Notre époque montre une forte tendance au pacifisme. Ce courant émane de deux sources, l'idéalisme et la peur du sang. L'un refuse la guerre par amour des hommes, et l'autre parce qu'il a peur.

Le premier est de la trempe des martyrs. C'est un soldat de l'idée ; il est courageux : on ne peut lui refuser l'estime. Pour lui, l'humanité vaut plus que la nation. Il croit que les peuples, dans leur furie, ne font que frapper l'ennemi de plaies sanglantes. Et que lorsque les armes ferraillent, on cesse d'oeuvrer à la tour que nous voulons pousser jusqu'au ciel. Alors il s'arc-boute entre les vagues sanglantes et se fait fracasser par elles.

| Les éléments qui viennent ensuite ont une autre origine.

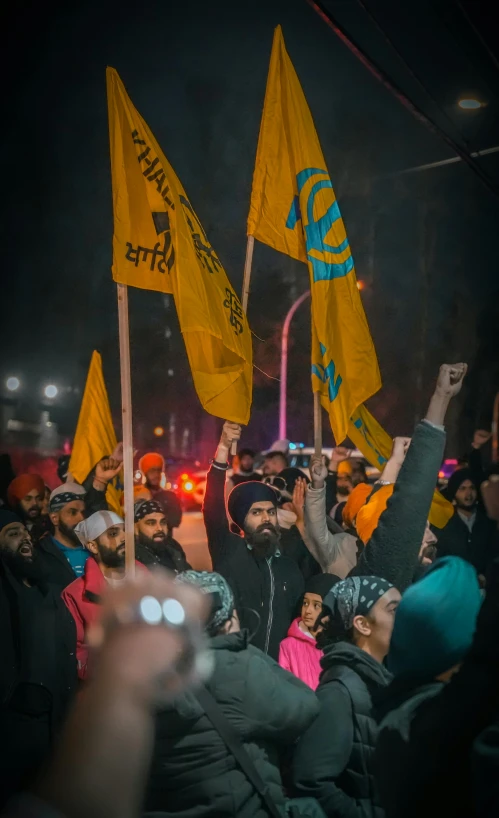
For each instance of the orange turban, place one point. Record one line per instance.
(344, 467)
(22, 485)
(356, 500)
(152, 460)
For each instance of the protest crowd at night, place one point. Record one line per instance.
(341, 656)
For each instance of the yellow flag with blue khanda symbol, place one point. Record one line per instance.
(95, 437)
(159, 244)
(294, 209)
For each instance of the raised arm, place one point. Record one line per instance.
(214, 511)
(393, 550)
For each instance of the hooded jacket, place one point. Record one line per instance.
(193, 774)
(266, 590)
(299, 654)
(333, 761)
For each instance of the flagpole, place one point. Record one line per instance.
(248, 263)
(126, 418)
(317, 424)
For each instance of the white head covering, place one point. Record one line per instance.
(96, 525)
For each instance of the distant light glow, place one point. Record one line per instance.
(173, 612)
(51, 391)
(13, 384)
(470, 104)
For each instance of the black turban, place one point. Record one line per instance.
(244, 495)
(456, 480)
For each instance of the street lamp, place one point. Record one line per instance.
(50, 391)
(284, 364)
(13, 384)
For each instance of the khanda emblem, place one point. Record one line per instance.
(328, 261)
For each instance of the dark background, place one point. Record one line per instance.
(424, 243)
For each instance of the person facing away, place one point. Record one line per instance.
(299, 653)
(445, 665)
(25, 496)
(470, 533)
(266, 584)
(152, 466)
(37, 658)
(103, 537)
(245, 470)
(154, 544)
(193, 773)
(333, 760)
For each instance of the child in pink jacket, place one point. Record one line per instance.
(298, 652)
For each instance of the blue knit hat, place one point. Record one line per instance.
(435, 621)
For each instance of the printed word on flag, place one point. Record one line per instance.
(95, 437)
(294, 209)
(160, 244)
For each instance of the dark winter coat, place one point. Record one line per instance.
(479, 546)
(333, 759)
(423, 755)
(170, 555)
(266, 591)
(193, 775)
(37, 676)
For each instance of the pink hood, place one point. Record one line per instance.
(299, 655)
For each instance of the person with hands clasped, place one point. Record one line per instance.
(267, 585)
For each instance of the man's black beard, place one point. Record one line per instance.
(31, 568)
(264, 544)
(110, 557)
(69, 533)
(155, 545)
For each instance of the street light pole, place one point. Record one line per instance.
(284, 364)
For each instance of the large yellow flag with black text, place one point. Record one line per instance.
(159, 244)
(294, 209)
(95, 437)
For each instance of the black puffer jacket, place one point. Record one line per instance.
(333, 759)
(266, 591)
(193, 775)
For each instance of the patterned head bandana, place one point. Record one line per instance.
(355, 596)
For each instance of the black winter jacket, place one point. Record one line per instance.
(478, 546)
(427, 729)
(193, 775)
(333, 760)
(266, 590)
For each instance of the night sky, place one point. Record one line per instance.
(425, 243)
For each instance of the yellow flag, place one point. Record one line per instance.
(95, 437)
(376, 445)
(294, 209)
(159, 244)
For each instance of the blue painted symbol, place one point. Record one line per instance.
(328, 375)
(316, 231)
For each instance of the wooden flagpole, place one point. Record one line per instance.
(245, 294)
(126, 418)
(317, 424)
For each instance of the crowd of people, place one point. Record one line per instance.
(340, 659)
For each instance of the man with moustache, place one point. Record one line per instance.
(103, 535)
(37, 658)
(266, 585)
(154, 544)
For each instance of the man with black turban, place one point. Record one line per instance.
(469, 534)
(267, 586)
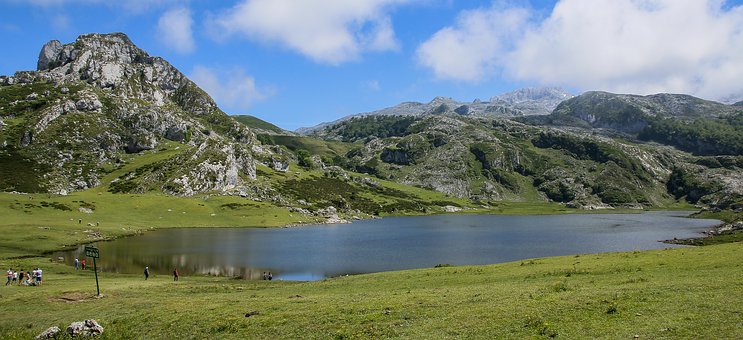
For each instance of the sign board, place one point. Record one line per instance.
(91, 252)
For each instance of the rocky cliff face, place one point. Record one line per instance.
(631, 113)
(100, 97)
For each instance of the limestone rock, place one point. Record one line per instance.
(84, 328)
(49, 55)
(49, 333)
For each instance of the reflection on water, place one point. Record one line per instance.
(395, 243)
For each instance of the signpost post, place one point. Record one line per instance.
(91, 251)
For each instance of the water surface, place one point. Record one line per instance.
(393, 243)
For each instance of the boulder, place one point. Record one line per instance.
(49, 54)
(84, 328)
(49, 333)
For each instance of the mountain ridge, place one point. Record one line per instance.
(525, 101)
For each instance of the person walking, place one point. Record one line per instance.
(38, 276)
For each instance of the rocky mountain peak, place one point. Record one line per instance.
(111, 61)
(533, 94)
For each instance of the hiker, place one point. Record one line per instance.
(38, 276)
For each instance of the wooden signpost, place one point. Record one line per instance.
(91, 251)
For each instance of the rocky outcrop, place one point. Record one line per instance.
(524, 102)
(84, 328)
(48, 58)
(102, 96)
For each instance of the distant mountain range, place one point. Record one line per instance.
(100, 112)
(522, 102)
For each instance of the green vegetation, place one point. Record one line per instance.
(358, 128)
(702, 136)
(257, 123)
(651, 294)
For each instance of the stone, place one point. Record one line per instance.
(49, 333)
(49, 55)
(84, 328)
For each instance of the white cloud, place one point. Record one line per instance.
(327, 31)
(472, 48)
(373, 85)
(174, 30)
(232, 89)
(635, 46)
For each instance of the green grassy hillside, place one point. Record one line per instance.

Pour l'autre, sa personne est le bien le plus sacré ; par conséquent il fuit le combat, ou le redoute. C'est le pacifiste qui fréquente les matchs de boxe. il s'entend revêtir sa faiblesse de mille manteaux chatoyants - celui du martyr de préférence -, et bon nombre d'entre eux ne sont que trop séduisants. Si l'esprit d'un peuple entier pousse dans ce sens, c'est le tocsin de la ruine prochaine. Une civilisation peut être aussi supérieure qu'elle veut - si le nerf viril se détend, ce n'est plus qu'un colosse aux pieds d'argile. Plus imposant l'édifice, plus effroyable sera le chute.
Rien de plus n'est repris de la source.